Proteins Perform Many Functions

The preceding pages describe how the genetic code in DNA specifies the assembly of proteins, which are polypeptides, meaning that their primary structure consists of a long linear assembly of amino acids. As the amino acids are being linked together into a growing polypeptide begins to fold as a result of the interactions among the amino acids. Different segments of a protein can assume different shapes: random coils, helices, and zig-zagging segments that form sheet-like structures; these secondary structures are then folded in ways that establish the tertiary structure, and these fold yet again to create the final quaternary structure, as shown in the graphic below.

Primary protein structure (amino acid sequence); secondary structure (pleated sheets, alpha helices, random coils); tertiary structure (folding); quaternary structure (joining of subunits)


Each protein has a specific shape that determines its function. The illustration below summarizes just some of the many functions carried out by proteins.

 There are many thousands of enzymes that participate in synthesis and metabolism.

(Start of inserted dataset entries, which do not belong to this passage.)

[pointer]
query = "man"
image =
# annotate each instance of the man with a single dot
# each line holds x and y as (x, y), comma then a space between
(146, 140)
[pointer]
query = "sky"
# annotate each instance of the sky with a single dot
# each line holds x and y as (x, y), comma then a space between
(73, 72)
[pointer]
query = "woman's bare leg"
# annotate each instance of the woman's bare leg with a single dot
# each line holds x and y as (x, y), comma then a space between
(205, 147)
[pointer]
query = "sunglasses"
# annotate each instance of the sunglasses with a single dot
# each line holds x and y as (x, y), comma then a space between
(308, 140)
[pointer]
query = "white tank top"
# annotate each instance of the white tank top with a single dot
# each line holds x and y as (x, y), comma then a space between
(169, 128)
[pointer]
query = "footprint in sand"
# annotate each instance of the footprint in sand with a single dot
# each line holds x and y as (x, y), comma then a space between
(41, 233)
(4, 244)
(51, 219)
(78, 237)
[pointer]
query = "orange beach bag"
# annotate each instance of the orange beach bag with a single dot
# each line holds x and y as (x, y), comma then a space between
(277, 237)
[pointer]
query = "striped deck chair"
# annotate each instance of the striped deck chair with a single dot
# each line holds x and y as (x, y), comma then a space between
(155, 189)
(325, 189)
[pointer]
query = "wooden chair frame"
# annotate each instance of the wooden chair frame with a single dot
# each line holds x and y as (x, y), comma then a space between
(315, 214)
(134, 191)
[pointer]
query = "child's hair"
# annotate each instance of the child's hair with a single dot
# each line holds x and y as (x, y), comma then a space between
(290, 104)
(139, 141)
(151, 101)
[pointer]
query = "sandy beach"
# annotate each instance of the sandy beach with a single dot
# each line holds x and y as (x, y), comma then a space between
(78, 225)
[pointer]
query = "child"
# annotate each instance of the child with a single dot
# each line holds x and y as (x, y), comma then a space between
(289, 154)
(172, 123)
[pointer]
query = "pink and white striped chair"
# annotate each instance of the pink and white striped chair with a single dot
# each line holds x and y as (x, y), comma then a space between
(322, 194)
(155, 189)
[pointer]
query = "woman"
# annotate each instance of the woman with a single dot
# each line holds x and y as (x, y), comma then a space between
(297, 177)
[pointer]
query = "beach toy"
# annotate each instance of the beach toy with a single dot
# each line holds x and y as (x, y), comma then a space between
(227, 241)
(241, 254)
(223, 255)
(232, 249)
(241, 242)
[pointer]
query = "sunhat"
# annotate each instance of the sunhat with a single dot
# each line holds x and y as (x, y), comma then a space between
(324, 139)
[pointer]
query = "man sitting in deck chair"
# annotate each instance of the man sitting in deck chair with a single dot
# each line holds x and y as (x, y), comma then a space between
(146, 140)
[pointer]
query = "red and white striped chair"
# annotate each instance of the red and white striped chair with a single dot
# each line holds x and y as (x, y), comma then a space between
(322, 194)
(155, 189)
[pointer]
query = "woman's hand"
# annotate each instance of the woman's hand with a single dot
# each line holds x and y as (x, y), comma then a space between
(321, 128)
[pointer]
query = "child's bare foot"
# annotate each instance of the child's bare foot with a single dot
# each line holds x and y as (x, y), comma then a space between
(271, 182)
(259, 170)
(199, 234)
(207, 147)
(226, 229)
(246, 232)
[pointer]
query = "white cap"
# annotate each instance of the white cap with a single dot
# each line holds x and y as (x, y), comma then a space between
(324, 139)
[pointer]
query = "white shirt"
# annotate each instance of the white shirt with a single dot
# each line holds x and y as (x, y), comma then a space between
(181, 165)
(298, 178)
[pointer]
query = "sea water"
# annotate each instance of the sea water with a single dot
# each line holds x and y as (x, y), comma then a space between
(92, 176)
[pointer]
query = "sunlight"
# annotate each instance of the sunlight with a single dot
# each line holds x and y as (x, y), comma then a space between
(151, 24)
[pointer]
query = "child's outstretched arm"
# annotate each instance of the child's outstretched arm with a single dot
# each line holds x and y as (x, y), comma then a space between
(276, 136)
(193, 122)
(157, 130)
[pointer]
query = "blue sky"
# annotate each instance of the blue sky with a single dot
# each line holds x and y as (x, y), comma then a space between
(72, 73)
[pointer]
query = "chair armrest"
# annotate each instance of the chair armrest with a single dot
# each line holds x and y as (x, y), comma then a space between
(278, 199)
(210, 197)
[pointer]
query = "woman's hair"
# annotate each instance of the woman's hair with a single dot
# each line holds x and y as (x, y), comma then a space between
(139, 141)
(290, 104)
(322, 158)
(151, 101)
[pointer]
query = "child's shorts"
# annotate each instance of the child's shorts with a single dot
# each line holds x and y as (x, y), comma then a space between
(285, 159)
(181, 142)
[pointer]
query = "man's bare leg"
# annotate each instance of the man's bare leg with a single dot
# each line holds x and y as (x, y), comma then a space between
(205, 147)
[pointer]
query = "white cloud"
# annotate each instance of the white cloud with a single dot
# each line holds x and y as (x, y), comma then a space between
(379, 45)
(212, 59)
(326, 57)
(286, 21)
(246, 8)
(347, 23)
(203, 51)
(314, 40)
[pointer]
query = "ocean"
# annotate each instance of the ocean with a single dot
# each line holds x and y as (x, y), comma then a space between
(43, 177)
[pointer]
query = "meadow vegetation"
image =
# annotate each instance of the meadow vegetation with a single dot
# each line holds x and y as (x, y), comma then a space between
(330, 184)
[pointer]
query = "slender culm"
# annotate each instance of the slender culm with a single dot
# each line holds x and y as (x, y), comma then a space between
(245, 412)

Genetic Variation: Mutations and SNPs

All humans have the same set of genes, and the sequence of our base pairs is remarkably similar. However, this doesn't mean that we all have exactly the same nucleotide sequence in our genome. If this were the case, then all humans would be clones having exactly the same genetic code. The passage of the genetic code from generation to generation via the sperm and ova of our ancestors requires replication of DNA, and while replication is remarkably precise, errors occasionally occur and produce changes in the base sequence. It is these changes that produce the variation that makes each of us genetically unique (except for identical twins), and they also drive evolution of species


Mutations are random changes in the sequence of base pairs in DNA, and mutagens are factors that cause mutations, e.g., chemicals or radiation (UV light, x-rays, gamma radiation). Mutagens result four patterns of alteration in the base sequence:

  1. Replacement (substitution) of a single base pair
  2. Addition of one or more base pairs
  3. Deletion of one or more base pairs
  4. Relocation of a segment of base pairs

The effects of these alterations depend on several factors.

Substitution of One Base Pair

Substitution of one base pair for another produces the smallest change in the code, but it's effects can range from none to massive depending on the details.

The example below shows an initial sequence of base pairs on the left, the mRNA transcript, and the sequence of amino acids that would result. The right portion shows that substitution of thymine (T) for adenine (A) changes the third base in the mRNA transcript, but the amino acid sequence is unchanged, because GUU and GUA are both codons for the amino acid valine. In fact, there are four codons that specify insertion of the amino acid valine: GUU, GUC, GUA, and GUG. If a normal gene had a GUU codon (specifying insertion of valine) at a particular place, changing the third base from uracil (U) to adenine (A) would still produce a protein that had the amino acid valine in the correct position. Consequently, the protein would be unchanged, and the mutation would be "silent."

Replacement of a single nucleotide may result in no difference in amino acid sequence

In other cases, however, substitution of a single base pair leads to a change in one of the amino acids in the protein product as shown below.

But replacement of a single nucleotide can change amino acid sequence and can change function significantly/

Once again, an adenine (A) in DNA has been replaced by a thymine (T), but in this case the codon in the mRNA changes from AGU, which is a codon for the amino acid serine to AGA , which codes for the amino acid arginine. Changing one amino acid in a protein may have no discernible effect on the protein's function, but at times, changing even a single amino acid can have a massive effect. An example of this is seen with sickle cell anemia.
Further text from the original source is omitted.